日本航空(JAL)の株主優待は「国内線50%割引優待券」と「ツアー割引優待券」です。保有株式数により優待券の枚数が細かく設定されているため、下記では一部だけ抜粋してあります。

保有株式数優待内容
100株〜199株優待券 1枚(3月)
ツアー割引券 各2枚(3月)
200株〜299株優待券 1枚(3月)
優待券 1枚(9月)
ツアー割引券 各2枚(3月,9月)
300株〜399株優待券 2枚(3月)
優待券 1枚(9月)
ツアー割引券 各2枚(3月,9月)

保有株式数が増えると割引券の枚数が増え、10万株保有していると優待券は203枚になります。3年以上の長期保有でさらに優待券がプラスされます。

参考:株主優待のご案内|JAL企業サイト

50%割引はかなりお得に感じますが、他の割引と併用できないので早割、往復割の方が安い場合もあり、優待利回りには算出しにくいです。

日本航空の決算内容と今後について

最後に日本航空(JAL)の決算内容の確認と今後について考えてみます。

決算内容について

2021年2月1日の決算にて2021年3月期3Q累計(4-12月)の連結最終損益は2,127億円の赤字と発表。あわせて通期の同損益を2,550億円の赤字から3,000億円の赤字に下方修正、期末一括配当を見送り無配予定としています。

今後について

日本航空は2010年に会社更生法の適用を申請、一度は経営破たんしました。しかし、経営陣を一新し破たんから3年かからず東証1部へ再上場しました。

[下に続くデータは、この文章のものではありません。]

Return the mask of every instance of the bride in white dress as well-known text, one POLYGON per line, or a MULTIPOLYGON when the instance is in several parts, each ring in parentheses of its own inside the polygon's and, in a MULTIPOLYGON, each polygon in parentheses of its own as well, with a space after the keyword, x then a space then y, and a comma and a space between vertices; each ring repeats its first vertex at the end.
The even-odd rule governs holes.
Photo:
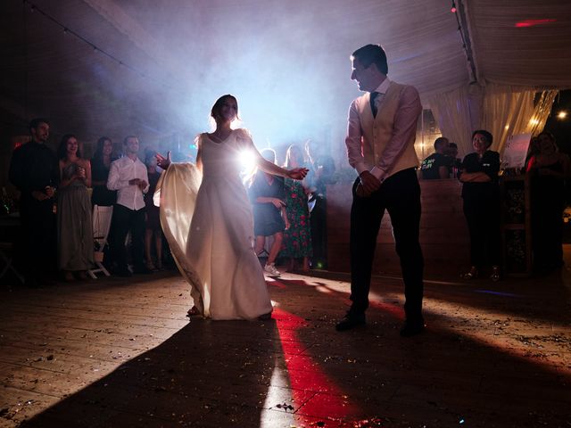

新型コロナウイルス感染症の影響で大きく需要が減少し、国際線はもちろん、国内線もまだまだ完全回復の見通しが立っていません。東京オリンピックに備えて先行投資を進め需要増を見込んで動いていた点でもかなりの痛手です。

今後、東京オリンピックがどうなるのかを含め、まだまだ不透明感があります。また、航空会社には長年、燃料価格の値上がりリスクもあります。これら厳しい状況から株価は一時、再上場以降の過去最安値付近まで下落しました。

2021年3月期は大きく赤字見通しでかなり厳しいです。しかし、政策などにより急回復となれば株価上昇のきっかけとなる可能性も秘めています。